Risks and Challenges

Guardion faces several risks and uncertainties that could impact its business and financial performance. These include the successful completion of the proposed sale of the Viactiv® brand and business, the company's ability to maintain compliance with Nasdaq's continued listing requirements, the potential for the company to be classified as a "shell company" by the SEC if the Plan of Liquidation and Dissolution is not approved, and the potential for the company's warrant holders to exercise their repurchase rights, which could reduce the amount available for distribution to shareholders.

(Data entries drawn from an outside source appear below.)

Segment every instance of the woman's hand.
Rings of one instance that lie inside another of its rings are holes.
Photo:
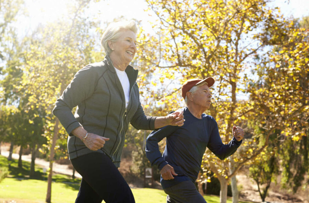
[[[175,112],[165,116],[167,125],[177,125],[181,126],[184,125],[184,111],[178,110]]]
[[[159,128],[167,125],[183,125],[184,111],[178,109],[165,116],[157,117],[154,120],[154,128]]]
[[[109,138],[88,132],[86,139],[83,140],[82,139],[82,141],[90,150],[96,151],[103,147],[105,144],[105,141],[109,140]]]
[[[109,138],[102,137],[90,132],[86,138],[84,139],[87,134],[87,131],[82,126],[78,127],[72,131],[72,134],[81,139],[86,146],[92,151],[96,151],[103,147],[105,141],[109,140]]]

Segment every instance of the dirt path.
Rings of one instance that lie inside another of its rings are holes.
[[[9,152],[7,151],[7,149],[5,146],[1,147],[1,155],[6,157],[9,156]],[[13,153],[12,155],[12,158],[17,159],[19,158],[19,154],[16,153]],[[31,162],[31,154],[28,155],[23,155],[21,156],[21,159],[23,161]],[[35,160],[35,164],[42,166],[42,168],[48,169],[49,167],[49,162],[47,162],[44,159],[36,158]],[[54,173],[58,173],[62,174],[65,174],[69,175],[72,175],[73,174],[73,170],[69,168],[68,165],[62,165],[57,164],[57,163],[53,163],[53,171]],[[75,171],[75,177],[76,178],[81,178],[82,176],[77,171]]]

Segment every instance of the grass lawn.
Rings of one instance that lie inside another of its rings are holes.
[[[0,182],[0,203],[14,201],[16,203],[43,203],[45,202],[47,191],[47,178],[42,168],[36,167],[35,179],[29,178],[30,164],[23,162],[23,168],[17,167],[16,160],[9,162],[6,158],[0,155],[0,166],[10,165],[9,178]],[[51,201],[53,203],[74,202],[79,188],[80,180],[73,180],[66,175],[53,176],[52,185]],[[166,195],[162,190],[150,188],[133,188],[132,191],[137,203],[165,203]],[[208,203],[220,202],[215,196],[204,197]],[[231,203],[230,199],[228,203]],[[240,201],[240,203],[249,202]]]

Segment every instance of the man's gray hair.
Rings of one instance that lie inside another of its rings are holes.
[[[192,94],[194,94],[196,91],[196,90],[197,89],[197,88],[199,87],[202,86],[205,84],[207,84],[207,85],[208,84],[207,83],[207,82],[203,82],[202,83],[200,83],[198,84],[194,85],[193,87],[192,87],[192,88],[191,88],[191,89],[188,91],[188,92],[191,92]],[[188,104],[188,100],[187,98],[187,95],[186,95],[186,97],[184,98],[184,103],[186,103],[186,105],[187,105]]]
[[[112,50],[108,46],[108,41],[113,42],[117,41],[122,34],[121,31],[123,30],[131,30],[136,35],[138,28],[135,21],[121,19],[112,22],[107,26],[101,40],[101,44],[107,55],[109,55],[112,52]]]

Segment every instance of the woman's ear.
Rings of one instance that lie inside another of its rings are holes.
[[[107,41],[107,44],[108,45],[108,46],[109,47],[109,48],[112,50],[113,50],[114,45],[113,43],[113,42],[110,40],[108,40]]]

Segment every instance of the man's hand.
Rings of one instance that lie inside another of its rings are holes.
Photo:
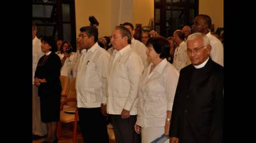
[[[170,143],[179,143],[179,138],[176,137],[170,137]]]
[[[169,138],[169,130],[170,129],[170,122],[166,121],[165,125],[164,126],[164,135],[166,137]]]
[[[101,113],[102,114],[103,116],[107,116],[107,104],[103,104],[101,103]]]
[[[35,78],[35,79],[34,80],[34,84],[35,84],[35,85],[36,86],[39,86],[40,84],[41,84],[41,79],[38,78]]]
[[[130,111],[123,109],[121,113],[122,119],[126,119],[130,117]]]
[[[137,134],[139,134],[141,132],[141,127],[137,125],[137,124],[135,124],[134,125],[134,130],[135,130],[135,132],[136,132]]]

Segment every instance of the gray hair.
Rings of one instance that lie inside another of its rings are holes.
[[[188,28],[188,29],[189,29],[189,31],[190,31],[190,33],[191,33],[191,28],[190,28],[190,27],[189,27],[189,26],[188,26],[188,25],[185,25],[185,26],[183,27],[183,28],[182,28],[182,31],[184,30],[184,29],[185,28]]]
[[[117,25],[115,27],[116,30],[119,30],[122,37],[127,36],[128,38],[128,44],[130,44],[132,43],[132,35],[130,30],[124,26]]]
[[[210,40],[207,36],[201,32],[195,32],[189,35],[189,37],[187,37],[187,42],[196,39],[202,39],[203,40],[204,45],[210,45]]]

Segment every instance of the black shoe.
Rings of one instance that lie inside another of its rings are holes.
[[[56,139],[52,143],[58,143],[58,139]]]
[[[37,135],[37,134],[33,134],[33,135],[32,135],[33,141],[34,141],[34,140],[41,139],[44,138],[44,137],[46,137],[46,135],[45,135],[45,136],[40,136]]]

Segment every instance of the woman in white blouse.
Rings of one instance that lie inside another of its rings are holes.
[[[140,81],[138,114],[134,129],[142,134],[142,142],[151,142],[162,134],[168,137],[171,111],[179,80],[179,72],[167,62],[170,44],[162,37],[147,42],[147,58]]]
[[[61,45],[61,53],[59,56],[62,67],[61,70],[61,75],[72,78],[72,68],[77,60],[77,54],[72,52],[73,50],[71,44],[68,41],[64,41]]]

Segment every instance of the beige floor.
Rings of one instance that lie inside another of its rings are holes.
[[[115,137],[114,135],[114,131],[111,128],[107,128],[107,132],[109,133],[109,143],[115,143]],[[63,131],[63,133],[65,134],[71,134],[72,133],[71,129],[66,129]],[[41,143],[44,140],[44,139],[33,141],[32,143]],[[78,138],[76,140],[76,143],[84,143],[84,140],[82,138]],[[63,139],[59,140],[58,143],[72,143],[72,139]]]

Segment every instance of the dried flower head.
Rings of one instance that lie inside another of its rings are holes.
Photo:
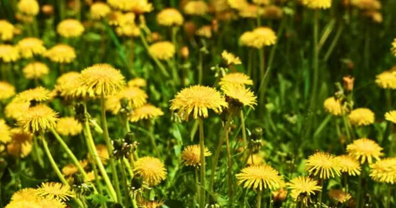
[[[150,186],[156,186],[166,178],[165,166],[157,158],[141,157],[135,162],[135,167],[136,172],[142,176],[143,181]]]
[[[383,148],[375,141],[366,138],[362,138],[353,141],[346,146],[346,152],[350,155],[360,160],[363,164],[367,160],[369,164],[373,163],[373,158],[379,160],[384,155],[381,152]]]
[[[206,147],[204,150],[204,155],[208,157],[212,155],[211,153]],[[199,145],[187,146],[181,152],[181,159],[186,166],[199,167],[201,165],[201,148]]]

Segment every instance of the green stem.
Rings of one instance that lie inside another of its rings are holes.
[[[107,146],[107,149],[109,153],[111,153],[113,152],[113,146],[111,145],[111,141],[110,141],[110,138],[109,136],[109,130],[107,128],[107,121],[106,118],[106,106],[105,104],[105,95],[102,94],[101,95],[101,118],[102,119],[102,124],[103,125],[103,137],[106,144]],[[116,163],[114,161],[114,158],[112,157],[110,157],[109,158],[110,163],[110,167],[111,168],[111,173],[113,176],[113,182],[114,183],[114,185],[115,186],[116,193],[117,194],[117,202],[121,203],[121,192],[120,189],[120,182],[118,181],[118,176],[117,174],[117,169],[116,167]]]

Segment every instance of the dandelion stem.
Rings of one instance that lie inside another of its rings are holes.
[[[109,136],[109,130],[107,129],[107,121],[106,118],[106,106],[105,103],[105,95],[102,93],[101,95],[101,113],[102,118],[102,125],[103,125],[103,137],[107,149],[110,153],[113,152],[113,146],[111,145],[110,138]],[[121,203],[121,192],[120,189],[120,182],[118,181],[118,176],[117,174],[117,169],[114,158],[110,157],[109,159],[110,167],[111,168],[111,173],[113,176],[113,181],[115,186],[116,193],[117,194],[117,202]]]

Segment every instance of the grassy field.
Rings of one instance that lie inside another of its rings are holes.
[[[0,206],[396,207],[395,10],[0,0]]]

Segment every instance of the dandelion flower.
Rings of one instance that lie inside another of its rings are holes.
[[[79,37],[84,32],[84,26],[78,20],[68,19],[60,22],[56,27],[56,31],[65,38]]]
[[[0,61],[9,63],[15,61],[19,58],[19,52],[17,48],[11,45],[0,45]]]
[[[373,158],[379,160],[379,157],[384,155],[381,153],[383,148],[376,142],[366,138],[362,138],[353,141],[346,146],[346,152],[357,160],[360,160],[363,164],[367,159],[369,164],[373,163]]]
[[[91,5],[91,16],[93,19],[99,19],[110,13],[111,9],[104,3],[96,2]]]
[[[396,183],[396,157],[385,158],[370,165],[370,176],[375,181]]]
[[[301,202],[307,204],[310,200],[311,195],[316,192],[320,191],[322,187],[318,185],[318,181],[307,176],[298,176],[286,183],[291,190],[290,195],[296,202]]]
[[[184,18],[177,10],[173,8],[165,9],[157,15],[157,22],[164,26],[180,26],[183,24]]]
[[[208,12],[209,7],[202,0],[189,1],[184,6],[184,13],[189,15],[202,16]]]
[[[244,85],[225,84],[221,86],[221,90],[224,92],[229,103],[237,106],[249,106],[253,109],[254,106],[257,105],[257,97]]]
[[[145,104],[133,110],[129,120],[136,122],[143,120],[150,119],[164,114],[160,109],[149,104]]]
[[[331,97],[326,99],[323,103],[325,110],[333,116],[339,116],[345,113],[341,104],[341,100]]]
[[[368,108],[357,108],[351,111],[348,116],[349,121],[355,126],[367,126],[374,123],[374,114]]]
[[[175,46],[169,41],[157,42],[152,44],[148,48],[151,55],[160,60],[168,60],[175,55]]]
[[[17,6],[22,13],[31,16],[36,16],[40,11],[40,6],[36,0],[21,0]]]
[[[70,63],[76,59],[76,52],[72,47],[58,44],[44,53],[44,56],[53,62]]]
[[[327,153],[315,153],[308,157],[306,163],[306,169],[309,174],[318,175],[321,179],[327,179],[341,175],[339,161]]]
[[[32,107],[17,118],[18,125],[27,132],[35,133],[55,127],[58,113],[44,104]]]
[[[36,190],[37,194],[40,197],[55,198],[63,201],[67,201],[74,197],[70,187],[60,183],[43,183]]]
[[[244,188],[260,191],[279,188],[281,181],[283,181],[282,176],[276,170],[266,164],[247,167],[235,176],[238,180],[238,185],[244,183]]]
[[[56,131],[64,136],[75,136],[82,131],[82,125],[73,117],[64,117],[58,120]]]
[[[204,150],[204,155],[208,157],[212,155],[212,153],[205,147]],[[201,148],[199,145],[193,145],[187,146],[181,152],[181,159],[183,162],[186,166],[193,166],[194,167],[201,165]]]
[[[14,37],[14,29],[12,24],[5,19],[0,19],[0,40],[9,40]],[[1,51],[1,50],[0,50]]]
[[[139,108],[147,103],[148,97],[146,92],[139,88],[126,87],[106,99],[106,110],[111,111],[114,114],[117,114],[121,108],[120,101],[122,99],[128,100],[129,106],[132,108]],[[158,111],[156,112],[158,113]]]
[[[150,156],[139,158],[135,163],[135,170],[150,186],[155,186],[166,178],[166,170],[159,159]]]
[[[208,109],[219,114],[228,106],[224,97],[216,89],[200,85],[185,88],[171,102],[171,110],[177,111],[186,121],[193,111],[193,118],[197,119],[198,117],[207,117]]]
[[[0,81],[0,100],[8,99],[15,95],[15,87],[11,84]]]
[[[32,80],[41,78],[48,74],[50,69],[45,63],[36,61],[27,65],[22,71],[25,78]]]
[[[46,51],[43,41],[36,38],[25,38],[18,42],[18,48],[22,57],[30,58],[34,55],[39,55]]]
[[[114,94],[125,85],[119,70],[106,64],[95,64],[81,71],[79,82],[87,91],[98,96]]]
[[[348,173],[353,176],[360,174],[360,164],[355,158],[346,155],[337,156],[336,158],[339,161],[341,172]]]

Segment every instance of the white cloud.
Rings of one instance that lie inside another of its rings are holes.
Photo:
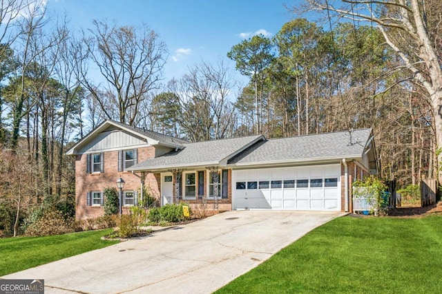
[[[177,62],[179,61],[183,56],[190,55],[192,54],[192,50],[190,48],[179,48],[175,51],[175,54],[172,56],[172,60]]]
[[[256,35],[258,35],[258,34],[262,34],[264,36],[270,36],[273,34],[271,33],[270,32],[267,32],[265,29],[260,29],[260,30],[257,30],[255,32],[241,32],[241,33],[237,34],[237,36],[239,36],[241,39],[247,39],[247,38],[249,38],[249,37],[251,37],[252,36],[256,36]]]
[[[253,35],[256,36],[257,34],[261,34],[264,36],[269,36],[272,35],[272,34],[270,32],[267,32],[267,30],[265,30],[264,29],[260,29],[260,30],[257,30],[256,32],[255,32]]]

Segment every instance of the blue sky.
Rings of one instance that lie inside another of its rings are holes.
[[[118,25],[146,23],[165,42],[169,56],[165,81],[180,78],[188,66],[201,61],[224,59],[243,38],[261,32],[273,36],[295,15],[285,6],[299,0],[49,0],[49,12],[65,12],[72,26],[87,28],[93,19],[116,21]],[[236,76],[245,83],[247,79]]]

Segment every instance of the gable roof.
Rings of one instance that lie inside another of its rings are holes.
[[[170,136],[163,135],[156,132],[147,131],[139,127],[131,127],[124,123],[118,123],[111,120],[106,120],[99,124],[97,127],[90,131],[89,134],[79,140],[69,150],[66,152],[66,155],[75,155],[82,146],[90,142],[98,134],[104,132],[109,127],[114,127],[128,133],[141,137],[146,140],[150,145],[160,145],[171,148],[183,148],[183,143],[186,140],[173,138]]]
[[[371,129],[338,132],[260,142],[230,159],[229,165],[275,165],[362,158],[369,148]]]
[[[129,171],[159,171],[190,167],[225,166],[227,160],[260,140],[262,135],[211,141],[183,143],[162,156],[148,158],[128,169]]]

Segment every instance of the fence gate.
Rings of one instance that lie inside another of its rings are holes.
[[[371,187],[353,187],[353,213],[363,211],[364,214],[369,212],[378,213],[377,196],[378,191]]]
[[[421,206],[427,206],[436,203],[437,183],[436,179],[422,179],[421,181]]]

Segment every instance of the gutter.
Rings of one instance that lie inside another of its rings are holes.
[[[344,185],[345,185],[345,191],[344,193],[345,194],[345,212],[348,212],[348,166],[347,165],[345,158],[343,158],[343,165],[344,165]]]

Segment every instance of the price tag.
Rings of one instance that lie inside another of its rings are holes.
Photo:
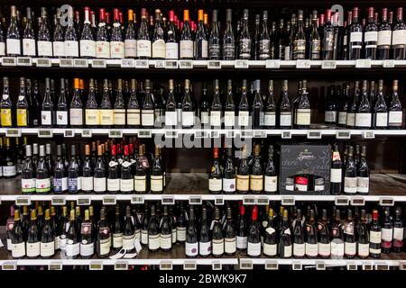
[[[355,196],[351,199],[351,205],[353,206],[364,206],[365,199],[364,197]]]
[[[185,261],[183,263],[183,270],[196,270],[196,261]]]
[[[52,138],[53,130],[51,129],[39,129],[38,138]]]
[[[381,206],[394,206],[394,200],[392,197],[381,197],[379,204]]]
[[[336,69],[337,62],[336,60],[323,60],[321,61],[322,69]]]
[[[126,261],[115,262],[115,270],[128,270],[128,262]]]
[[[148,63],[148,60],[135,60],[135,68],[148,69],[150,68],[150,64]]]
[[[173,196],[162,196],[161,199],[161,203],[162,205],[174,205],[175,198],[173,198]]]
[[[92,261],[88,266],[89,270],[103,270],[103,262]]]
[[[310,60],[296,60],[297,69],[309,69],[311,66]]]
[[[91,138],[92,137],[92,130],[89,129],[84,129],[82,130],[81,133],[83,138]]]
[[[5,137],[21,137],[21,129],[9,129],[5,130]]]
[[[208,62],[208,69],[221,69],[221,62],[209,60]]]
[[[21,196],[15,199],[15,205],[17,206],[29,206],[31,205],[30,196]]]
[[[235,64],[234,65],[235,69],[247,69],[248,68],[248,60],[235,60]]]
[[[171,261],[161,261],[160,263],[160,270],[172,270],[173,266]]]
[[[321,139],[321,131],[309,130],[308,139]]]
[[[374,139],[375,138],[375,132],[373,130],[367,130],[363,132],[364,139]]]
[[[265,270],[278,270],[279,266],[276,261],[265,260]]]
[[[192,60],[180,60],[180,61],[179,61],[179,68],[180,69],[191,69],[191,68],[193,68],[193,61]]]
[[[281,205],[282,206],[291,206],[295,204],[295,198],[292,196],[282,196]]]
[[[201,196],[190,196],[189,197],[189,205],[201,205]]]
[[[106,68],[107,65],[106,64],[106,59],[93,59],[92,68]]]
[[[63,131],[63,136],[68,138],[75,137],[75,130],[73,129],[66,129]]]
[[[31,57],[17,57],[18,66],[32,66],[32,58]]]
[[[120,66],[122,68],[133,68],[134,67],[134,59],[121,59]]]
[[[355,68],[370,68],[371,59],[357,59],[355,60]]]
[[[177,68],[178,68],[178,61],[176,60],[165,61],[165,69],[177,69]]]
[[[91,199],[90,199],[90,197],[78,197],[76,200],[76,203],[78,206],[88,206],[91,203]]]
[[[145,202],[145,199],[142,195],[131,197],[132,204],[143,204],[144,202]]]
[[[281,139],[291,139],[291,131],[281,131]]]
[[[267,69],[279,69],[281,68],[281,60],[266,60],[265,68]]]
[[[394,68],[394,60],[383,60],[382,66],[385,68]]]
[[[334,199],[334,203],[336,206],[348,206],[349,198],[345,196],[337,196]]]
[[[66,204],[66,198],[63,196],[53,196],[51,199],[51,203],[53,206],[57,206],[57,205],[65,205]]]
[[[73,67],[73,59],[60,59],[60,67],[61,68],[72,68]]]
[[[105,196],[103,197],[103,205],[115,205],[117,200],[115,196]]]
[[[244,205],[255,205],[255,197],[254,196],[243,196]]]
[[[123,138],[123,130],[108,130],[109,138]]]
[[[336,133],[336,138],[337,139],[351,139],[351,131],[349,131],[349,130],[346,130],[346,131],[338,130]]]
[[[3,66],[16,66],[17,58],[15,57],[4,57],[2,58]]]
[[[52,63],[48,58],[37,58],[37,67],[51,67]]]

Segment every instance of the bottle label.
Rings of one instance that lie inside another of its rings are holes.
[[[138,54],[138,56],[140,56]],[[110,58],[124,58],[124,42],[123,41],[110,41]]]
[[[221,179],[208,179],[208,190],[209,191],[221,191],[222,187],[222,181]]]
[[[114,124],[114,112],[113,109],[100,109],[100,124],[113,125]]]
[[[165,58],[177,59],[179,58],[179,44],[167,42],[165,45]]]
[[[19,39],[7,39],[7,54],[21,55],[21,43]],[[25,252],[25,251],[24,251]]]
[[[23,194],[35,192],[35,178],[21,179],[21,190]]]
[[[193,41],[190,40],[180,40],[180,58],[193,58]]]
[[[65,40],[65,56],[78,57],[78,42],[74,40]]]
[[[238,126],[246,127],[250,124],[250,112],[248,111],[238,112]]]
[[[110,42],[109,41],[96,41],[96,57],[97,58],[110,58]]]
[[[63,57],[65,56],[65,43],[62,41],[52,42],[53,56]]]
[[[35,242],[35,243],[28,243],[27,242],[27,256],[29,256],[29,257],[39,256],[40,251],[41,251],[40,241]]]
[[[40,42],[43,41],[38,41],[38,56],[42,55],[40,53]],[[51,44],[51,42],[48,43]],[[35,39],[23,39],[23,55],[35,56]],[[52,56],[52,50],[51,50],[51,56]]]
[[[265,185],[263,190],[272,193],[278,191],[278,176],[265,176]]]
[[[383,30],[378,32],[378,46],[391,46],[392,31]]]
[[[226,111],[224,112],[224,125],[226,127],[234,127],[235,125],[235,112],[234,111]]]
[[[127,124],[139,126],[141,124],[141,110],[127,109]]]
[[[137,57],[137,40],[134,39],[127,39],[125,40],[125,58]]]
[[[389,126],[401,126],[403,120],[403,112],[390,111],[389,112]]]
[[[371,127],[371,113],[355,113],[355,127]]]
[[[209,189],[209,190],[211,190],[211,189]],[[235,178],[232,178],[232,179],[223,178],[223,191],[228,192],[228,193],[235,192]]]

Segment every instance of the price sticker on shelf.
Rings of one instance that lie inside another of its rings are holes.
[[[355,68],[370,68],[371,59],[357,59],[355,60]]]
[[[18,66],[32,66],[32,58],[31,57],[17,57]]]
[[[37,67],[50,68],[52,66],[52,62],[48,58],[37,58],[36,62]]]
[[[279,69],[281,68],[281,60],[266,60],[265,68],[267,69]]]
[[[51,203],[53,206],[63,206],[66,204],[66,198],[63,196],[52,196],[51,199]]]
[[[21,137],[21,129],[10,129],[5,130],[5,137]]]
[[[107,67],[106,59],[93,59],[92,68],[106,68]]]

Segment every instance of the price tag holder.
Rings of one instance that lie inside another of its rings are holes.
[[[351,205],[352,206],[364,206],[365,199],[364,197],[355,196],[351,198]]]
[[[90,203],[92,202],[90,197],[78,197],[76,200],[76,203],[78,206],[88,206],[90,205]]]
[[[17,66],[17,58],[15,57],[2,58],[3,66]]]
[[[345,196],[337,196],[334,199],[334,204],[336,206],[348,206],[349,204],[349,198]]]
[[[37,67],[50,68],[52,66],[52,63],[51,62],[51,59],[48,58],[37,58],[36,65]]]
[[[51,203],[53,206],[63,206],[66,204],[66,198],[63,196],[53,196],[51,199]]]
[[[234,65],[235,69],[247,69],[248,67],[248,60],[235,60]]]
[[[321,61],[322,69],[336,69],[337,62],[336,60],[323,60]]]
[[[66,59],[60,59],[60,68],[72,68],[73,67],[73,59],[66,58]]]
[[[179,61],[179,68],[180,69],[192,69],[193,61],[192,60],[180,60]]]
[[[121,59],[120,67],[122,68],[134,68],[134,59]]]
[[[5,137],[21,137],[21,129],[9,129],[5,130]]]
[[[144,202],[145,202],[145,199],[143,198],[143,195],[131,197],[132,204],[143,204]]]
[[[318,130],[309,130],[308,139],[321,139],[321,131]]]
[[[92,68],[106,68],[107,67],[106,59],[93,59]]]
[[[279,69],[281,68],[281,60],[266,60],[265,68],[267,69]]]
[[[310,60],[296,60],[297,69],[309,69],[311,67]]]
[[[201,196],[190,196],[189,197],[189,205],[201,205],[202,199]]]
[[[394,199],[392,197],[381,197],[379,204],[381,206],[394,206]]]
[[[18,57],[17,66],[32,66],[32,58],[31,57]]]
[[[292,206],[295,204],[295,197],[293,196],[282,196],[281,197],[282,206]]]
[[[117,199],[115,196],[104,196],[103,197],[103,205],[115,205],[117,202]]]
[[[52,138],[53,130],[51,129],[39,129],[38,138]]]
[[[371,59],[357,59],[355,60],[355,68],[370,68]]]
[[[209,60],[208,62],[208,69],[221,69],[221,62]]]
[[[161,199],[161,203],[162,205],[174,205],[175,198],[173,196],[162,196]]]
[[[15,199],[15,205],[17,206],[29,206],[31,205],[30,196],[20,196]]]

Additionally, the company and its suppliers continue to experience significant broad-based inflation and labor cost pressures, which are expected to continue through at least the remainder of 2024. The consequences of higher government deficits and debt, tighter monetary policy, and potentially higher long-term interest rates may result in a higher cost of capital for the business and an increase in operating expenses.

Outlook

Guardion has not provided any formal guidance or outlook for the remainder of 2024. However, the company's management has indicated that it expects input cost inflation to continue through at least the remainder of 2024, which may put pressure on the company's gross margins. Additionally, the company has experienced an increase in its Amazon business, which may be partially due to the decline in retail store traffic in the drug channel.

Conclusion

Guardion Health Sciences, Inc. is navigating a critical juncture in its history as it seeks to sell its Viactiv® brand and business and potentially dissolve the company. The proposed transaction, if approved by shareholders, would result in the sale of substantially all of the company's assets and revenue-generating operations. While the company has a history of operating losses and negative cash flows, management believes it has the resources to fund its current operating plan and meet its obligations in the near-term. However, the company faces significant risks and uncertainties, including the successful completion of the proposed transaction, maintaining compliance with Nasdaq's listing requirements, and the potential for its warrant holders to exercise their repurchase rights. Investors should carefully consider these factors when evaluating the company's prospects.